Washington: A recent study has suggested that adding a drug once commonly used to treat schizophrenia to traditional radiation therapy helped improve overall survival in mice with glioblastoma, one of the deadliest and most difficult-to treat brain tumours. The findings of the study conducted by researchers at the UCLA Jonsson Comprehensive Cancer Center.
It shows that a combination of radiation and the drug trifluoperazine not only targets glioblastoma cells but also helps overcome the resistance to treatment so common to this aggressive form of cancer.
The results could prove promising for patients with the disease, for whom the median survival time is only 12 to 18 months following diagnosis. Radiation is an integral part of therapy for people with cancer and one of the most effective treatments. In many cases, it can help cure the disease.
But in glioblastoma, tumour cells often become resistant to radiation treatment because the radiation itself can induce “phenotype conversion,” a process that turns certain non-tumour stem cells into tumour-producing cells, causing cancer to reoccur.
“While radiotherapy is one of the few treatments that prolong survival in glioblastoma patients, radiation alone does very little in treating the disease in our models because we are dealing with highly aggressive tumours,” said the study’s senior author, Dr Frank Pajonk, a professor of radiation oncology at the David Geffen School of Medicine at UCLA and a member of the Jonsson Cancer Center.
“The drug trifluoperazine by itself does not do much either, but we found when you combine them, they become highly efficient. Importantly, the drug does not sensitise cells to radiation but rather prevents the occurrence of resistant glioma stem cells,” Pajonk added.
To find out if there were any existing drugs that could interfere with the radiation induced phenotype conversion, the team screened more than 83,000 compounds through the shared resources at UCLA, which provides researchers access to specialised equipment and services to help them pursue cutting-edge research.

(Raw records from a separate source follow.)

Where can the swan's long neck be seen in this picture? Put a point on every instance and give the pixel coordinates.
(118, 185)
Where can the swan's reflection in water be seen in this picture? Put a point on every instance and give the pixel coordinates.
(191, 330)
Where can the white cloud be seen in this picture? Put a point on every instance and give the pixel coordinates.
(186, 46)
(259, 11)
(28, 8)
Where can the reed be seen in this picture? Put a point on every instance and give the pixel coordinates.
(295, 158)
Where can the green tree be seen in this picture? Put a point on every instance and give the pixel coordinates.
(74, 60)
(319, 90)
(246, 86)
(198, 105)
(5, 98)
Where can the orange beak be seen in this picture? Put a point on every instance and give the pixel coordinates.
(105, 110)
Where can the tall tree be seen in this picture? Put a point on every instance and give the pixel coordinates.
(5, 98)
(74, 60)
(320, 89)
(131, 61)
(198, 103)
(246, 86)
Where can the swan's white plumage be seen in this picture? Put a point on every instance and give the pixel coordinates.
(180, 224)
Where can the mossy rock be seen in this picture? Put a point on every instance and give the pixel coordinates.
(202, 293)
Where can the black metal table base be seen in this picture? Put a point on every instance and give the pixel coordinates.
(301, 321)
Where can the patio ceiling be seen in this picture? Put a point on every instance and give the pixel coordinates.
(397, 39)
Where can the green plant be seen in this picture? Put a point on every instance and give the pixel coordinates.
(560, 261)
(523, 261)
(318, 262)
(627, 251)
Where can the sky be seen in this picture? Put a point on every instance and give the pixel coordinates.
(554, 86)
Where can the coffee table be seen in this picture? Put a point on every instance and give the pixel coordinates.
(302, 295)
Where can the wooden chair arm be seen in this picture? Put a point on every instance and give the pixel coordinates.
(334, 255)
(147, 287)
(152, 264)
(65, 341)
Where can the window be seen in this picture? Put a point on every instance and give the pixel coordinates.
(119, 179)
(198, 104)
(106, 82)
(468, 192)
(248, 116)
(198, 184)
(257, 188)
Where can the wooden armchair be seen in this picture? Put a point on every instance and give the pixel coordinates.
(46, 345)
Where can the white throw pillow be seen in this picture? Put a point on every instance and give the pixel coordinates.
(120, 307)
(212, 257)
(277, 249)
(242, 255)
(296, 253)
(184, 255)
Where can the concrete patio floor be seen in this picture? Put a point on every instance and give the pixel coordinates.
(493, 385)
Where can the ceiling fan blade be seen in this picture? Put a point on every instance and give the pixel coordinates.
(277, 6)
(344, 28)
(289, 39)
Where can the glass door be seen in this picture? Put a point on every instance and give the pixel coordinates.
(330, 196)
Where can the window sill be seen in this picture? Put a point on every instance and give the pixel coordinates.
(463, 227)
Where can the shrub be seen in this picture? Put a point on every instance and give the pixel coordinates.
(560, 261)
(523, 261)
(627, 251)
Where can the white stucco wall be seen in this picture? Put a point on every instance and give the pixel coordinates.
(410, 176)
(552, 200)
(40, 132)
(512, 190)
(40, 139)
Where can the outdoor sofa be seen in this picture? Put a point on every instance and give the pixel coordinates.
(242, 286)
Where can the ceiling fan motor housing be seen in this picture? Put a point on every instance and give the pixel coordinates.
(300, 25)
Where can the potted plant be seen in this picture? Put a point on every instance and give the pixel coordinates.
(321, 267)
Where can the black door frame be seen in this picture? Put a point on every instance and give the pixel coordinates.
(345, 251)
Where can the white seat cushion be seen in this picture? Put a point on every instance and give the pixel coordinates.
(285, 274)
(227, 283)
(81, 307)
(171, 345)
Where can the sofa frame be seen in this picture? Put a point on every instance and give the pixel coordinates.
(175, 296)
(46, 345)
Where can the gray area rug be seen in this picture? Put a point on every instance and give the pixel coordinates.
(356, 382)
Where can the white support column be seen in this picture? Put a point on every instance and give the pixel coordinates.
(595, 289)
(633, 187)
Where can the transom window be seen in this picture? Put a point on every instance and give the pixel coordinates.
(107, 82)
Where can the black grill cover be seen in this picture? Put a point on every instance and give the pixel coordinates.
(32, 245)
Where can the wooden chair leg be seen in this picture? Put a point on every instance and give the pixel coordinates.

They were able to identify nearly 300 compounds, including the dopamine receptor antagonist trifluoperazine, that had the potential to block phenotype conversion and improve the efficacy of radiation therapy. Once trifluoperazine was identified, it was tested on mice with patient-derived orthotopic tumours.
The team found that when used in combination with radiation, trifluoperazine successfully delayed the growth of the tumours and significantly prolonged the overall survival of the animals. Combining radiation treatment with trifluoperazine extended survival in 100 per cent of the mice to more than 200 days, compared to 67.7 days in the control group receiving only radiation.